From amongst the others S.K.Azizuddin, Noor Mohammad and Moin were from Hyderabad, all of whom played for the Hyderabad City Police team.
BPA Saleh and Sunil Nandy were two more players from Bengal while the goal-keeper of the team was K.L Varadaraj from Mysore.
In the 1950 World Cup draw, India had been placed in Pool III with Sweden, Italy and Paraguay. The Asian entry had gone to India after Philippines, Indonesia and Burma withdrew from the event. (You see….we were not the only ones to withdraw!)
Apparently, Paraguay was not a formidable team and India was in a position to match them.
Further, the Italian team had just emerged from a national tragedy.

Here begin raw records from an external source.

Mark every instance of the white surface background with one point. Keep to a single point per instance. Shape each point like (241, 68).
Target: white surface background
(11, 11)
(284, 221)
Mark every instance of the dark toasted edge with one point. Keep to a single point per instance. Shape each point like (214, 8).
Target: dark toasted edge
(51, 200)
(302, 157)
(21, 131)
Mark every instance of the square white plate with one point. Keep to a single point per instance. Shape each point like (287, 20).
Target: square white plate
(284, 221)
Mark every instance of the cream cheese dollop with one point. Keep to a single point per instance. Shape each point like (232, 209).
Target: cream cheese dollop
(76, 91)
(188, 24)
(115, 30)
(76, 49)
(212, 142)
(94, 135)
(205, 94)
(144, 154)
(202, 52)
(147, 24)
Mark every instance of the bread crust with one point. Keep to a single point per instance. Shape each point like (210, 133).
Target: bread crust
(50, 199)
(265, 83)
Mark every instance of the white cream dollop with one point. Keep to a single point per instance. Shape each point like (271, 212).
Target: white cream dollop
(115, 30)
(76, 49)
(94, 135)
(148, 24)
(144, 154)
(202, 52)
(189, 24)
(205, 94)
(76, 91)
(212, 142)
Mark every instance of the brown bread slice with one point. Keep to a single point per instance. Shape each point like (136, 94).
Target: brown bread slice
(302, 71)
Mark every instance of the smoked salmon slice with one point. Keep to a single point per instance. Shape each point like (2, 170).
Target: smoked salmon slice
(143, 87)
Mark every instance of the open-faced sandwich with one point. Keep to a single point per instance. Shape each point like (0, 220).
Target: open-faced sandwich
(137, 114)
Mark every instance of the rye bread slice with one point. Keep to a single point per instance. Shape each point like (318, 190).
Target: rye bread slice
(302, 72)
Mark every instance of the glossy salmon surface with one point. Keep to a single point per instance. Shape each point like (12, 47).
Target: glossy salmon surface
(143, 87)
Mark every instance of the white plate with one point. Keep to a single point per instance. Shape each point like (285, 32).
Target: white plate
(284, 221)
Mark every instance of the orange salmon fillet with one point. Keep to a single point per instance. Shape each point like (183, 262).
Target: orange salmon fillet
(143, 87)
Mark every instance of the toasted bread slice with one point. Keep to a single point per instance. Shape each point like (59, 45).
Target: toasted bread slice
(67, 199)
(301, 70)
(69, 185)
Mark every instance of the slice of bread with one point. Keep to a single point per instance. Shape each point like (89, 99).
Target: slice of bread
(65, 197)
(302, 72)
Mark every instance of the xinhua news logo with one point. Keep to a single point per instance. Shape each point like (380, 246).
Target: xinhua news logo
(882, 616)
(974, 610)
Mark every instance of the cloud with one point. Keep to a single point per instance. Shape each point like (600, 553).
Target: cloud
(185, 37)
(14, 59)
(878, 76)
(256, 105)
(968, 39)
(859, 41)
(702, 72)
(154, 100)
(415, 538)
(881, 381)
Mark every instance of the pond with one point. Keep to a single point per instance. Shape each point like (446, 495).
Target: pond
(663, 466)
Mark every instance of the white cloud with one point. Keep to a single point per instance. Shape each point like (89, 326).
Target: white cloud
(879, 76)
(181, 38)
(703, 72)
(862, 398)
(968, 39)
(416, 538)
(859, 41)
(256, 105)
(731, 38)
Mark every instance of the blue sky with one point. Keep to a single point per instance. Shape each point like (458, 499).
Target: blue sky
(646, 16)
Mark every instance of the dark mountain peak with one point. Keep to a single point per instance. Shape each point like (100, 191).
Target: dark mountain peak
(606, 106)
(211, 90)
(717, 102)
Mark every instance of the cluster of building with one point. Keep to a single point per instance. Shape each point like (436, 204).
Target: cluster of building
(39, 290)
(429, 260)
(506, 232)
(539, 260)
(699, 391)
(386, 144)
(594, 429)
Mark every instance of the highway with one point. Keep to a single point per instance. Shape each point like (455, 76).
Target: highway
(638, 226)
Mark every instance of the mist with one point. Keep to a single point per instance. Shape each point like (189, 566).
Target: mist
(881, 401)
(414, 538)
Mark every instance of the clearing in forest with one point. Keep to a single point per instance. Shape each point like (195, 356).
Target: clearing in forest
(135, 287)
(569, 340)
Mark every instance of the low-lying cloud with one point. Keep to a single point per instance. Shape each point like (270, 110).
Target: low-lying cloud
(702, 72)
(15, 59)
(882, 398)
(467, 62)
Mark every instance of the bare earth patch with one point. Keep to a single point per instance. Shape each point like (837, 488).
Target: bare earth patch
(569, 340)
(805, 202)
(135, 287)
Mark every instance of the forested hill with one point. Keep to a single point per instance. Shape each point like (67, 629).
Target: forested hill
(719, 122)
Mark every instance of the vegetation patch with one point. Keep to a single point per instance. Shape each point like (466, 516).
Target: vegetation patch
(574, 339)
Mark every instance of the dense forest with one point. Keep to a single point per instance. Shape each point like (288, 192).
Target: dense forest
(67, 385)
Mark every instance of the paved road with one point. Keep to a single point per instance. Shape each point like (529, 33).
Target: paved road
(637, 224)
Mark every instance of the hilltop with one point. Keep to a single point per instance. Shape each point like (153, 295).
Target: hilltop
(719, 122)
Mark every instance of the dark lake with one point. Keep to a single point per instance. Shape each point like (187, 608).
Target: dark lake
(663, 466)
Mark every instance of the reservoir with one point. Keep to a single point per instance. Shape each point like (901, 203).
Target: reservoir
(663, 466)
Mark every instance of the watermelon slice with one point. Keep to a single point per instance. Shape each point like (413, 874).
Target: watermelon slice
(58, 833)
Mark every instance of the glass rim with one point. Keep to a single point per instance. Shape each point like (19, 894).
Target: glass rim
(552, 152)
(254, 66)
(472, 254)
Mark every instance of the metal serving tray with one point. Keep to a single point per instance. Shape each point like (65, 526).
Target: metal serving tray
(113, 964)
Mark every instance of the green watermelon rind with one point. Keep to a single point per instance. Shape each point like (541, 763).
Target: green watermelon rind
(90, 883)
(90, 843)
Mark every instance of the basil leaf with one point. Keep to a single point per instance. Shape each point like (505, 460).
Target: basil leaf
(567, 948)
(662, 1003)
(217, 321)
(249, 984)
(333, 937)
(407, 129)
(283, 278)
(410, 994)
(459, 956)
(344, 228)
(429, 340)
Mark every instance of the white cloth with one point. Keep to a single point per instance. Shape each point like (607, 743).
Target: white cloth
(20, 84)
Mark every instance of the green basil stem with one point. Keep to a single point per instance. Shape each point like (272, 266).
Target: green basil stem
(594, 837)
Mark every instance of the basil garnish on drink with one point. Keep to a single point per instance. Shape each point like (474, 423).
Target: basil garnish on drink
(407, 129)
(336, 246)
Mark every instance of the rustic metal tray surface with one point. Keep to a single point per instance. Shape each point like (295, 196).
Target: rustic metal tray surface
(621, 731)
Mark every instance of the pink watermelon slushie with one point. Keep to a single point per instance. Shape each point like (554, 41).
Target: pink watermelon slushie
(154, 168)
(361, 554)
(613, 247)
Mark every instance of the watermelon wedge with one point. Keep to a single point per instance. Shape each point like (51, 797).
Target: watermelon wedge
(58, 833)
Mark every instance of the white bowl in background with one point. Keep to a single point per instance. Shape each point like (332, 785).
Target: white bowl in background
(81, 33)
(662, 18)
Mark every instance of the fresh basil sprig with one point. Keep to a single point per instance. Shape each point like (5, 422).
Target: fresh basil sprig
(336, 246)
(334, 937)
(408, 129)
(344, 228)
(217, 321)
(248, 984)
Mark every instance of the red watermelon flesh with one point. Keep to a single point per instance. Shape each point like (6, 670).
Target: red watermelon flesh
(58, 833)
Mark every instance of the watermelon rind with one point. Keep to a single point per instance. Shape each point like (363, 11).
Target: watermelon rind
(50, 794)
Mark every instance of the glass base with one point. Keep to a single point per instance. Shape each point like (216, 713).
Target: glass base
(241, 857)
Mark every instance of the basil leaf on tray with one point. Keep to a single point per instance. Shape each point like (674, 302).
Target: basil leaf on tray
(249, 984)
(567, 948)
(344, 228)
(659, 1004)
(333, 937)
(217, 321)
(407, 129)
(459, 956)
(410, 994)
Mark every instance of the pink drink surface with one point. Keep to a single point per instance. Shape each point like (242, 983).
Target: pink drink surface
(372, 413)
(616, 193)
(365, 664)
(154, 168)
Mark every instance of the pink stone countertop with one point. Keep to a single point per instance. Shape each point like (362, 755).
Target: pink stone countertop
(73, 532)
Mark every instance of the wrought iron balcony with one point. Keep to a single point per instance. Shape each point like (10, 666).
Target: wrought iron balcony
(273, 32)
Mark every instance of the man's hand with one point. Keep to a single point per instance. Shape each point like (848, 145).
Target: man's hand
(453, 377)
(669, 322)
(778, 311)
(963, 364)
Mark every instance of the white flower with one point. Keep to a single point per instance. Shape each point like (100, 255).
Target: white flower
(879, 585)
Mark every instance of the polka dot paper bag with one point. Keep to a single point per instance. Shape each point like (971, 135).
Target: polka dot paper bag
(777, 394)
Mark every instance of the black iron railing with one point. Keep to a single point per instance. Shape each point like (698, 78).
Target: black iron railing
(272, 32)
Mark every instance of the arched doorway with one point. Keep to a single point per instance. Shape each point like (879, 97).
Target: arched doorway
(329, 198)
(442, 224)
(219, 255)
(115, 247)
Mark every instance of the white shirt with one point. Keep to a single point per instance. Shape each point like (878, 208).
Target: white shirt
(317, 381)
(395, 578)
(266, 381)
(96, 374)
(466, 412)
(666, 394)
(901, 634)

Eight players of the team had died in a plane crash and the replacement team were neither as good nor in a suitable mental state to play.
Sweden of course was a great side.
Given this combination, sports experts say India could have held their own and done well.
“Till the mid-60s, India was amongst the top three in Asian football. In both, the 1951 Asian games at Delhi and the 1962 Asian games at Jakarta, India won the gold medal in football. This withdrawal from the 1950 World Cup was a major setback for Indian football.”
If India had made that journey then, no doubt the story of Indian football would have been dramatically different.
The story from here on can be different too. With India doing well for themselves in the U-18 World Cup and the emergence of heroes like Sunil Chhetri.
But we must look ahead of the What-If Story and look Beyond if we are to progress.
Sports may seem meaninglesss to some. It may be the sole purpose of life to others. While I didn’t care much for Sports at all, I can see Football means the world to my children. And to many other kids growing up in all parts of the world.
Fitness, Agility, Life-skills, Dealing with Failure, Learning to Work as a Team etc are no doubt the lessons of any sport. But more importantly, I see how the game contributes to their sense of Self-Worth and Self Esteem.
Whether they win or they lose, a well-fought game makes them hold their heads high.
When India performs well in an International Sports Event, I see them feeling confident and proud.
Surely the dream of seeing India play in the FIFA World Cup in the next two decades is a lofty one. But here is a generation that wants to make it happen.
“Being an Indian and working towards the goal of seeing India play in a FIFA World Cup, I am optimistic. But we need to set smaller immediate future targets like SAFF dominance, Asian glory and making policy changes.”
CEO Hon, India Rush Soccer Club, kick-starting plans for a Residential Facility to support development of elite football players in India.
And so it is, that I promised the kids, that amongst the dozens of stories that I write for Children about History, I would also write for them, a story about Sports History – telling them something inspiring about their favourite game.
To them and to all those little budding footballers out there who dream of seeing India play at the World Cup, it would no doubt be assuring and inspiring to know, that there was a day when India was good enough for that world stage.
PS – My son often spends hours drawing his favourite football stars. Most of the time, he is drawing something along these lines…
After hearing the story of this great Indian Football Team of 1950, here’s what I found him drawing….
A little story can give us new heroes 🙂 The Nation awaits another generation of our very own Soccer Stars!